An Intact NF-κB Pathway is Required for Histone Deacetylase Inhibitor-Induced G1 Arrest and Maturation in U937 Human Myeloid Leukemia Cells

The role of NF-kappa B in regulating G1 arrest and maturation induced by the histone deacetylase inhibitor sodium butyrate (NaB) was examined in human myelomonocytic leukemia cells (U937). Cells stably transfected with an I kappa B alpha "super-repressor" lacking phosphorylation sites necessary for proteasomal degradation exhibited diminished I kappa B alpha phosphorylation and NF-kappa B DNA binding upon exposure to TNF alpha. When exposed to NaB (1 mM; 48 hr) or PMA (5 nM; 24 hr), I kappa B alpha M cells displayed a marked reduction in G(1) arrest compared to Neo controls. In each case, this was accompanied by a significant reduction in the percentage of cells expressing the differentiation markers CD11a, CD11b, and CD18. The impairment in NaB-induced maturation in mutant cells was associated with a reciprocal increase in apoptosis. In contrast to impairment in NaB- or PMA-induced NF-kappa B DNA binding, stable expression of the I.BaM did not modify DNA binding of SP1 or AP2 transcription factors.
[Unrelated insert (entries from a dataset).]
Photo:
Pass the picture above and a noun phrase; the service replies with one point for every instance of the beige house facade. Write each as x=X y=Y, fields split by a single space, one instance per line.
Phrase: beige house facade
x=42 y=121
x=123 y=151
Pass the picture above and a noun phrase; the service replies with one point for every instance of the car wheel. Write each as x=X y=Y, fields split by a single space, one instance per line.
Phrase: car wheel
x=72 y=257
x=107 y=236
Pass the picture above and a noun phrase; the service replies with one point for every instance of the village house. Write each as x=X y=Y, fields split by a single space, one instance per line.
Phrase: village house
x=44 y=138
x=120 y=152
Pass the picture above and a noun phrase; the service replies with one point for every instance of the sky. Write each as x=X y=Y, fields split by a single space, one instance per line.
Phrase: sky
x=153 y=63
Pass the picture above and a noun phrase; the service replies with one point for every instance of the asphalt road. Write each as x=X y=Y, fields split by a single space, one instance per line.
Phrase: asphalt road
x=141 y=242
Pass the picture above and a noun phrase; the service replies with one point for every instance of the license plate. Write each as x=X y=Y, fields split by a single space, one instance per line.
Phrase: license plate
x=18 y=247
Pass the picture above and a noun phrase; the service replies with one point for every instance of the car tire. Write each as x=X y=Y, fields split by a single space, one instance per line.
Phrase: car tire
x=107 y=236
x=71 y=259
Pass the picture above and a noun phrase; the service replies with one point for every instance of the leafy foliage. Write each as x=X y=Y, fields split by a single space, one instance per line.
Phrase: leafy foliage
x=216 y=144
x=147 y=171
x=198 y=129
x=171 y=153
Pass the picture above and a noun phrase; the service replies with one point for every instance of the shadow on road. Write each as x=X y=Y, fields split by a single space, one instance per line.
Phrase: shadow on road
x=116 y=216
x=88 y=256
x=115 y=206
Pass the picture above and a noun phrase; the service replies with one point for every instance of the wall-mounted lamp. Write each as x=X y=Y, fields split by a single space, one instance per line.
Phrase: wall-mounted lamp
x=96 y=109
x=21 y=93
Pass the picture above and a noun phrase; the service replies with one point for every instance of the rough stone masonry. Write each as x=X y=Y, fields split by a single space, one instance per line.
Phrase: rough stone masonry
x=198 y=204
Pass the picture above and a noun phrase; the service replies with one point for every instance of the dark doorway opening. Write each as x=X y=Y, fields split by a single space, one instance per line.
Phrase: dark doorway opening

I kappa B alpha M cells also displayed impairment in NaB- and PMA-mediated induction of p21(CIP1) and phosphorylation (inactivation) of p34(cdc2), as well as diminished levels of pRb-bound E2F1. Finally, the NF-kappa B inhibitor CAPE antagonized NaB- and PMA-related NF-kappa B DNA binding as well as induction of p21(CIP1). Together, these findings suggest that NF-kappa B plays an important functional role in mediating NaB-induced p21(CIP1) induction, G1 arrest, and maturation in human myelomonocytic leukemia cells, and that disruption of the NF-kappa B pathway causes cells to engage an alternative, apoptotic program.